Within days, JeRue was negotiating with auditor’s office staff on his job responsibilities and title. He eventually was brought on as a part-time technical writer.

The emails were among thousands of pages of records turned over March 19 by the auditor’s office to the U.S. Justice Department in response to a grand-jury subpoena. Copies of those records were released to The Seattle Times Tuesday after a public-records request.

The emails indicate the auditor’s office hired JeRue as a technical writer at $22 an hour without obtaining a writing sample, and that as a new employee he at times sought to keep a low profile.

In one email exchange on March 13, 2013 — two days after his official hire date — JeRue asked his supervisor, Laura Cameron, whether other employees would be able to see the revisions he made of their work during one of his first assignments.
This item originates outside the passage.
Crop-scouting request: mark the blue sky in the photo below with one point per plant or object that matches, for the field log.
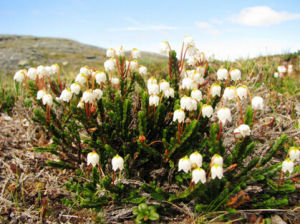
(226, 29)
“I only ask this question for confirmation that this is just a closed-door once-over that won’t be finding itself on anyone else’s desk or inbox,” JeRue wrote. “In short, I don’t want to ruffle any feathers.”

In her response, Cameron indicated she hadn’t had the opportunity to assess JeRue’s skill level before his employment.

“In the ordinary way of the world, I’d have asked you for a writing or rewrite sample before hiring, so I would have a sense of where your skills fit in our team,” Cameron wrote. “This is the same deal, post facto.”

In an unusual arrangement, JeRue — who also spelled his name Je Rue in some documents — was allowed to work from California, where he lives. According to records provided Tuesday by the state Office of Financial Management, the auditor’s office lists only one other employee working from another state.

The emails released Tuesday include no communications between JeRue and Kelley. Instead, many of JeRue’s interactions were with his supervisor, Matt Miller, deputy director for external affairs in the office. JeRue, who was paid $22,884 in 2014, worked on revising the office’s website, updating a list of media contacts and scanning the Internet for articles about audits conducted in other states.

JeRue did not respond to requests for comment Tuesday. Kelley also has declined interview requests since news of the federal investigation into his prior business activities broke earlier in March.

Kelley has been asked to testify Wednesday before the state Senate Accountability and Reform Committee. But Kelley has given no indication he will attend the meeting. The panel now plans to discuss whether to use legislative subpoena authority.

Authorities have cast a wide net for records related to Kelley’s former escrow services business, Post Closing Department, where JeRue had worked. In a 2010 civil lawsuit, the firm and Kelley had been accused of fraud and tax evasion.

The lawsuit was settled under confidential terms.

In addition to subpoenaing records from his office, federal agents searched Kelley’s home for five hours earlier this month.

Justice Department officials have declined to confirm or deny any investigation or to comment on Kelley, who has not been charged with any crime.